Here is my list of items to validate during a code review:

  • Logging

    • Should be right amount and level to be able to analyse issues during qa or production.
    • Log on every exception handling .
    • Verbosity. For example, make sure there are no info level logs inside loops as too many information log messages would be difficult analyse.
  • Exception are used and handled correctly.
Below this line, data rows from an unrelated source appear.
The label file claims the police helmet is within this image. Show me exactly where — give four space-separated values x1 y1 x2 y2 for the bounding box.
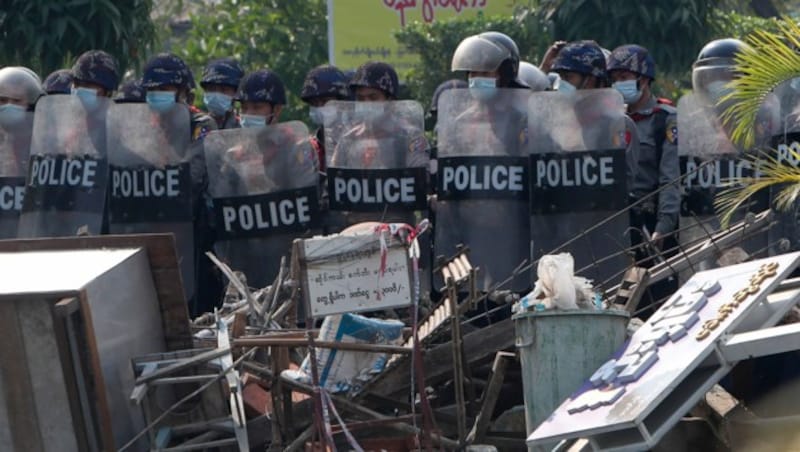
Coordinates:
42 69 72 94
517 61 551 91
692 38 749 97
450 31 527 88
200 58 244 88
606 44 656 80
551 40 606 80
350 61 400 99
0 66 45 106
692 38 748 68
142 53 194 90
300 65 348 102
72 50 119 92
114 79 146 104
428 78 469 113
236 69 286 105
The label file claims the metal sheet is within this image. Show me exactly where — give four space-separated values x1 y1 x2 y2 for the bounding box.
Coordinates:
528 253 800 447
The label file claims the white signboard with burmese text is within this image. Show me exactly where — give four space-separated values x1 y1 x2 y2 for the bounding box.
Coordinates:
301 232 411 317
528 253 800 450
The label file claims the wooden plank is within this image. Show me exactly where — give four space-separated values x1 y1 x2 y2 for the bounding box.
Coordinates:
467 352 515 444
365 319 515 396
76 289 115 450
53 297 98 451
0 234 193 350
136 348 230 385
0 302 44 450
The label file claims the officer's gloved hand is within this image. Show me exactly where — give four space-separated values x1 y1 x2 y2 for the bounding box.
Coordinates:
650 231 664 251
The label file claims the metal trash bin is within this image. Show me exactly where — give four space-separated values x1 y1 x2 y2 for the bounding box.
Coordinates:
513 309 630 444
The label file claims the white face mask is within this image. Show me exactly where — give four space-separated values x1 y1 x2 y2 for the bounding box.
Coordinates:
469 77 497 101
611 79 642 105
556 79 578 94
706 80 733 103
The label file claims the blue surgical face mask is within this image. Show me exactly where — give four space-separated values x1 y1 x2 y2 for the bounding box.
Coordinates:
611 79 642 105
308 107 325 126
0 104 26 126
707 80 733 104
241 115 272 129
71 87 100 111
556 78 578 94
469 77 497 101
203 92 233 116
353 102 385 124
145 91 175 113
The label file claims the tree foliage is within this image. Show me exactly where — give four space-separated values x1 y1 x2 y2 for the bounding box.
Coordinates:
0 0 156 77
180 0 328 120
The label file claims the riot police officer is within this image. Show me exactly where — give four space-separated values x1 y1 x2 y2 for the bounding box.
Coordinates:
428 78 467 128
42 69 72 94
18 54 114 237
142 53 222 314
300 65 348 171
606 44 680 310
200 58 244 129
328 61 429 168
72 50 119 99
550 40 608 92
529 40 639 294
114 79 145 104
236 69 286 128
434 31 531 292
0 67 44 238
607 44 680 258
0 66 45 116
142 53 217 141
517 61 550 91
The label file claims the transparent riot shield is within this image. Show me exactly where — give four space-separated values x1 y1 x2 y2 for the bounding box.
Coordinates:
204 121 321 287
678 93 769 272
108 104 200 300
528 89 632 285
0 113 33 239
766 78 800 255
324 101 429 232
17 96 112 237
434 89 530 292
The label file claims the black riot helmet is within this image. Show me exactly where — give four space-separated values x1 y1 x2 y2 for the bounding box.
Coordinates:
451 31 528 88
350 61 400 99
692 38 749 102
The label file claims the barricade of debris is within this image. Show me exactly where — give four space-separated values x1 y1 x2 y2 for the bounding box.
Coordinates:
0 209 800 451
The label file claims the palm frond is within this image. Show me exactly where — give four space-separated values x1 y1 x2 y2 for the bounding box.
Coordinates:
714 149 800 228
720 17 800 149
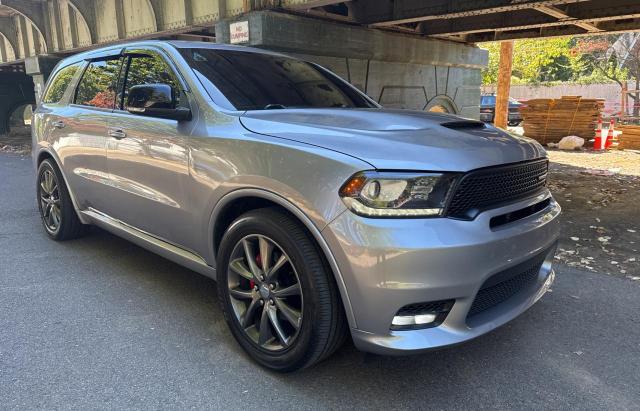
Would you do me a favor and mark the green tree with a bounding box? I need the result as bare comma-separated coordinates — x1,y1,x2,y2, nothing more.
481,37,579,84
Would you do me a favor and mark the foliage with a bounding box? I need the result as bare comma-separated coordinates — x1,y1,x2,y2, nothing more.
575,33,640,117
482,37,578,84
482,36,629,85
75,59,120,108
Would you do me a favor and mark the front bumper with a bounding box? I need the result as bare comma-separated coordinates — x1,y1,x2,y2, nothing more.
323,192,560,354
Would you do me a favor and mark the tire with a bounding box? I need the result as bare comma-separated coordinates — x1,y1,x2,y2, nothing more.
36,159,86,241
217,208,347,372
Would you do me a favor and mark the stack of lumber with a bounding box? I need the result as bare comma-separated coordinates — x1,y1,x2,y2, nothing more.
618,125,640,150
520,96,604,144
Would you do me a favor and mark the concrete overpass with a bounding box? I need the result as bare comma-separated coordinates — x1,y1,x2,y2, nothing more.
0,0,640,134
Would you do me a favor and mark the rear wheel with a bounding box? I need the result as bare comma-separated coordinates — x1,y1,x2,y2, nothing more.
37,159,86,241
217,209,346,371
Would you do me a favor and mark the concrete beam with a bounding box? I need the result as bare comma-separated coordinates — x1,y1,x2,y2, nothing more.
0,0,51,49
216,11,487,69
419,0,640,36
68,0,98,43
282,0,348,10
352,0,587,26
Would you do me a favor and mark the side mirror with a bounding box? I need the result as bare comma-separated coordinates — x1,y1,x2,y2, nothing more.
125,84,191,121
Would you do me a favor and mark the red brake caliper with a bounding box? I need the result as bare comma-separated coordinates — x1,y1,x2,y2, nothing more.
249,254,262,289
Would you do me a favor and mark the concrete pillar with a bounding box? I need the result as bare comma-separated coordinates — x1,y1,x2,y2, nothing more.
46,0,64,51
58,0,74,49
13,14,29,58
0,71,35,136
216,11,488,118
22,19,37,56
0,40,9,63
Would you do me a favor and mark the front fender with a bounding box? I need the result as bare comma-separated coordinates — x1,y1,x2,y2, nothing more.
209,188,357,328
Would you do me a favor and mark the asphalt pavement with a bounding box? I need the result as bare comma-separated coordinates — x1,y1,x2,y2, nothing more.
0,154,640,410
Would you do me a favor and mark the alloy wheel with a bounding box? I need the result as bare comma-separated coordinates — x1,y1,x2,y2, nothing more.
39,170,62,233
227,234,303,351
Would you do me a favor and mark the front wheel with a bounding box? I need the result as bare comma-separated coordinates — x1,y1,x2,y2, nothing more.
36,159,86,241
217,209,346,372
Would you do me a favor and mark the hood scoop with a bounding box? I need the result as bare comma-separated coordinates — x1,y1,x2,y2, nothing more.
440,120,486,130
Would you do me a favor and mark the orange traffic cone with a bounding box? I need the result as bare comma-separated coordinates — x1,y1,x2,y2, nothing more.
593,118,602,150
604,119,616,149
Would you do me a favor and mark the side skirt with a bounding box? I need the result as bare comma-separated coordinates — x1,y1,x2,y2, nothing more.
80,208,216,280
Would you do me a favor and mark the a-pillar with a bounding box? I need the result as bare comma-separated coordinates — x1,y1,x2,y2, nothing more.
24,55,60,103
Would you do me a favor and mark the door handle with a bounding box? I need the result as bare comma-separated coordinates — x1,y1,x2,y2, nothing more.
108,128,127,140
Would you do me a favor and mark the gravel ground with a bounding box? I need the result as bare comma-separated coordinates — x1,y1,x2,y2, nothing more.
548,149,640,177
549,150,640,281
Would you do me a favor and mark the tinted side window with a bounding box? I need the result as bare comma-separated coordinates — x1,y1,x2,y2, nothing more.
42,62,82,103
75,58,120,108
180,48,373,110
123,55,180,105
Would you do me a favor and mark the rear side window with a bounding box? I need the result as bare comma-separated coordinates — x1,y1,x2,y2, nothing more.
75,58,120,108
180,48,374,110
42,62,82,104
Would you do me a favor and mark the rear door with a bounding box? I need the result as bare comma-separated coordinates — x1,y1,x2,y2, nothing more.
105,47,192,245
53,53,121,210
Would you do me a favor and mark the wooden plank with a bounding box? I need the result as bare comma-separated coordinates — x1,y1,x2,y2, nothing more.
494,41,513,128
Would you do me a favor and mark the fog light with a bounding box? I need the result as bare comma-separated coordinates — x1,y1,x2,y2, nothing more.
391,300,455,331
391,313,436,326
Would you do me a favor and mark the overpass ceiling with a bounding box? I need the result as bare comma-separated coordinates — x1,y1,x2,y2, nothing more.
282,0,640,43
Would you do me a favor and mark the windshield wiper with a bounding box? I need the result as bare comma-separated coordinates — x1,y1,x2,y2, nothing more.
263,103,287,110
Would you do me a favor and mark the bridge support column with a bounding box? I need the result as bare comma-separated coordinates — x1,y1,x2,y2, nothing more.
216,11,488,118
0,67,35,137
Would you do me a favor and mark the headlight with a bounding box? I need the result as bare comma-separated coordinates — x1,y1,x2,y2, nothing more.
340,171,456,217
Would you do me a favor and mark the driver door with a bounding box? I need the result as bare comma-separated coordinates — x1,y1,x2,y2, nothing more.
104,48,192,245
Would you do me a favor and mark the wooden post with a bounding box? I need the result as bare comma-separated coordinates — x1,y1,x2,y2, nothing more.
493,41,513,128
620,80,629,117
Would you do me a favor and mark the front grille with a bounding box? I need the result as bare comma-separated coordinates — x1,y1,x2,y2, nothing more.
396,300,454,315
467,252,547,318
446,159,549,220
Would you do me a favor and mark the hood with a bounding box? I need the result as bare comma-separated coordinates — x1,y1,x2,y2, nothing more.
240,108,546,171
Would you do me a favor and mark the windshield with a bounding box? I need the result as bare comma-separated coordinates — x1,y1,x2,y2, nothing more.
180,48,375,110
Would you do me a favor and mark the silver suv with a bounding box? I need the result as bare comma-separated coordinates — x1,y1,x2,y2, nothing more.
33,41,560,371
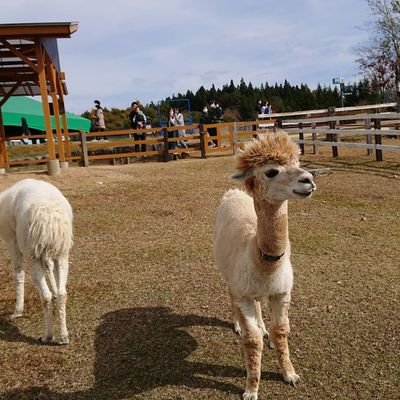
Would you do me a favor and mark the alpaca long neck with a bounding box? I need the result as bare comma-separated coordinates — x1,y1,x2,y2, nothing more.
254,198,289,256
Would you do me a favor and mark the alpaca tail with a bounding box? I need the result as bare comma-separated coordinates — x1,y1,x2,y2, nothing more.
29,202,72,266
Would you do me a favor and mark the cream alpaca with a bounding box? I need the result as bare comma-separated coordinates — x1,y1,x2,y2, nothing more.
0,179,72,344
214,131,316,400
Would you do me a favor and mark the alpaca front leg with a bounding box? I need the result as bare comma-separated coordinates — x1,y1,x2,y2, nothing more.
229,291,242,336
270,294,300,386
239,301,263,400
32,262,53,344
255,300,269,337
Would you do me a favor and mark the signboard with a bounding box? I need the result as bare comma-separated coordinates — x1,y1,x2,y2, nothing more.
332,78,344,85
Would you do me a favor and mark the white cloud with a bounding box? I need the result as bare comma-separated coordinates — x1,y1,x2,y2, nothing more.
0,0,369,113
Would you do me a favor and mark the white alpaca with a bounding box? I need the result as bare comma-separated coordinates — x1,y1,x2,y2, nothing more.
214,131,316,400
0,179,72,344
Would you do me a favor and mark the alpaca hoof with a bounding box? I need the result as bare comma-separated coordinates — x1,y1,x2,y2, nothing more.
260,326,269,339
283,372,300,387
39,336,54,344
242,390,258,400
233,321,242,336
58,336,69,346
10,311,24,319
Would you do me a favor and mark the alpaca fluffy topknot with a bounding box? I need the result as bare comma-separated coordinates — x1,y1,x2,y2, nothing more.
236,130,299,171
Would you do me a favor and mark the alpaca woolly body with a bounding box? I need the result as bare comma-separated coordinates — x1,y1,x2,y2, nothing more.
214,131,316,400
0,179,73,344
215,189,293,298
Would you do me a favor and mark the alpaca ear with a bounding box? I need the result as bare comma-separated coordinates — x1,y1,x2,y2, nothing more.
231,169,248,182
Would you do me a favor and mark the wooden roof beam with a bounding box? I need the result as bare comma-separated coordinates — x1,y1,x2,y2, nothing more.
0,39,38,73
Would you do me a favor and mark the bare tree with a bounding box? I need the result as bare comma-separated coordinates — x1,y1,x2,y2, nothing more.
356,0,400,110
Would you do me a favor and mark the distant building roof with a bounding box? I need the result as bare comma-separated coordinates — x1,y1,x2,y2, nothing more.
0,22,78,97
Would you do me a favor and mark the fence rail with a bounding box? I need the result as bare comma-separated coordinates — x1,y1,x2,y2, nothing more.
1,103,400,171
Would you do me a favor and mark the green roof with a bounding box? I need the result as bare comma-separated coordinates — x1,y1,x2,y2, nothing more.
0,96,90,132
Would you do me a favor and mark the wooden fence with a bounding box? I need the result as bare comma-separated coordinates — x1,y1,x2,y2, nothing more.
3,103,400,168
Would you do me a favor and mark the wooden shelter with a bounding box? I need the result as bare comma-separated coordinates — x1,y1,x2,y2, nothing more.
0,22,78,175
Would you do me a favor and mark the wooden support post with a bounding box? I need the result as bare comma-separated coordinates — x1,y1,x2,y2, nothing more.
299,122,304,154
229,125,236,154
0,107,9,175
199,124,208,158
365,118,372,156
329,121,339,158
163,128,169,162
311,122,319,154
47,64,65,163
232,122,237,154
80,130,89,167
374,118,383,161
35,40,56,161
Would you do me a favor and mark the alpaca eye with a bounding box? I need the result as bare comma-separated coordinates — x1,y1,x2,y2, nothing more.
265,169,279,178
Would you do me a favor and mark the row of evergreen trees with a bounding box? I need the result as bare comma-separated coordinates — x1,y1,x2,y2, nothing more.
86,79,381,130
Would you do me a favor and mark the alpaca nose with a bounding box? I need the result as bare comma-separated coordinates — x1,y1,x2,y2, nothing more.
299,172,317,190
299,176,313,183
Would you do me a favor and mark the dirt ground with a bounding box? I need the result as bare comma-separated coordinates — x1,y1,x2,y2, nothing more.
0,151,400,400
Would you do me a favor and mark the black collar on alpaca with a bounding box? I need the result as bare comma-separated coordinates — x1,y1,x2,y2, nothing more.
260,250,285,261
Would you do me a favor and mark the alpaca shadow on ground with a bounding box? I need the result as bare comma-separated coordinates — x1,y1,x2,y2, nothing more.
0,307,282,400
87,307,243,398
0,315,41,346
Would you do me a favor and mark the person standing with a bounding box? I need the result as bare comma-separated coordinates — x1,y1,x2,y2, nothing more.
175,108,188,149
168,108,178,150
90,100,107,140
128,101,147,152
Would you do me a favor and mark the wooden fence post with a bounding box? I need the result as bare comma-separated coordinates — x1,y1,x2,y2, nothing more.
329,121,339,157
311,122,319,154
365,118,372,156
299,122,304,154
80,130,89,167
374,118,383,161
163,128,169,162
199,124,207,158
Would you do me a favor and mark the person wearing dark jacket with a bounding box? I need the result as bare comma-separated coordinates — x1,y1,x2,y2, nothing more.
128,101,147,152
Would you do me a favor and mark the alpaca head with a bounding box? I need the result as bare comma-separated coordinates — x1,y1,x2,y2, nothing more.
232,130,316,202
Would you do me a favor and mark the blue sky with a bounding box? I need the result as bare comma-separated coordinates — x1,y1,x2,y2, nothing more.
0,0,371,113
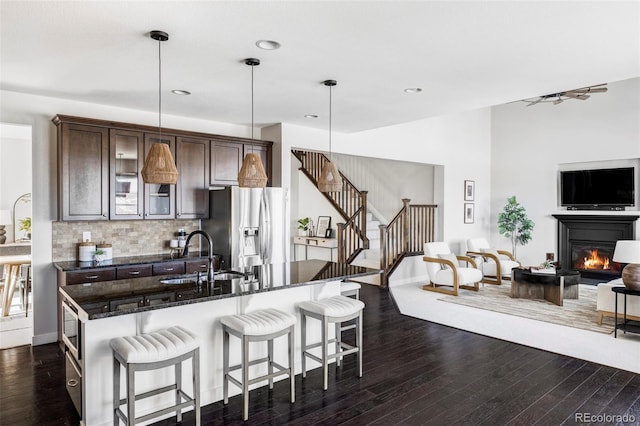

    • Exception should not be used to return a status or an error code.
    • Is custom exception required?
    • Analyze every line of code of what happens if exception is thrown here. How would the rest of the system behave?
    • Arguments of at least every public method are validated
    • InvalidOperationExceptions are thrown where coding assumptions are violated.
    • Custom Exceptions are marked with Serializable attribute and have default constructor.
    • Assess if over use of exception can cause performance issue
  • Multithreading/ concurrency

    • The minimal possible functionality is being locked
    • Locking on a right object (for example, no lock(this))
    • External code is not being called from inside lock
    • Threadpool is not abused
    • Long running functionality is executed on its own thread
    • UI elements are not potentially accessed from worker threads
    • No potential race conditions
    • Immutable types used
    • No performance issues as a result of locking
    • UI is not being blocked by functionality that runs longer than 50ms
    • If Thread.Sleep() is used, can it be replaced with something else, ei Timer, AutoResetEvent, etc
  • Networking

    • Service proxy is created immediately before the service call
    • Every integration point can potentially fail. Would the rest of the code be able to recover? What user experience will be like? Performance implications, etc?
    • Depending on the networking speed, each out of process call can potentially take much longer than in development environment. Same question here: What user experience will be like? Performance implications, etc?
  • Coding standards are applied.

    • All symbols names (ie methods, class, variables) make sense.
    • Avoid being too picky about minor styling issues
    • Business as well as technical assumptions or constraints are well documented. However, the obvious code shouldn't have any comments.
  • Design

    • Code is written in a testable way.
    • Single responsibility principle is applied to every class.
    • Inheritance is not used for code reuse, rather composition
    • Code is not duplicated or if not reused
    • Code is in a right project/folders
    • Architectural or design patterns are not compromised.
    • Dependency injection is used instead of Service Location pattern
    • No redundant code is left
    • Encapsulation is not compromised
    • Class or method should be marked as internal if they used only inside that assembly
    • Lazy evaluation - validate that some expressions are not evaluated more than once
    • out and ref parameters should be avoided
  • Unit test are available as well as an integration tests

    • Great to see code coverage before/after
    • Every integration point probably should have at least one integration test. However, sometimes it might be too difficult or time consuming to implement.
  • IDisposable pattern.

    • Using block is applied around disposable variable.
    • Try/finally block is used to set the final state of the object (analyse what happens if exception is thrown)
    • Whatever allocates disposable resource should be responsible of disposing it.
  • IEquatable interface is implemented where the objects might be checked for equality (ie keys in IDictionary)

    • If Equal is overriden, make sure operators == and != as well as GetHashCode() are implemented.

During the code review you don't have to fully understand the functionality. However, the code should be written in such a way that it wouldn't be a huge effort to any decent developer to quickly figure out even a complicated piece.

Please feel free to comment about other important items to validate. I will integrate it later in this post.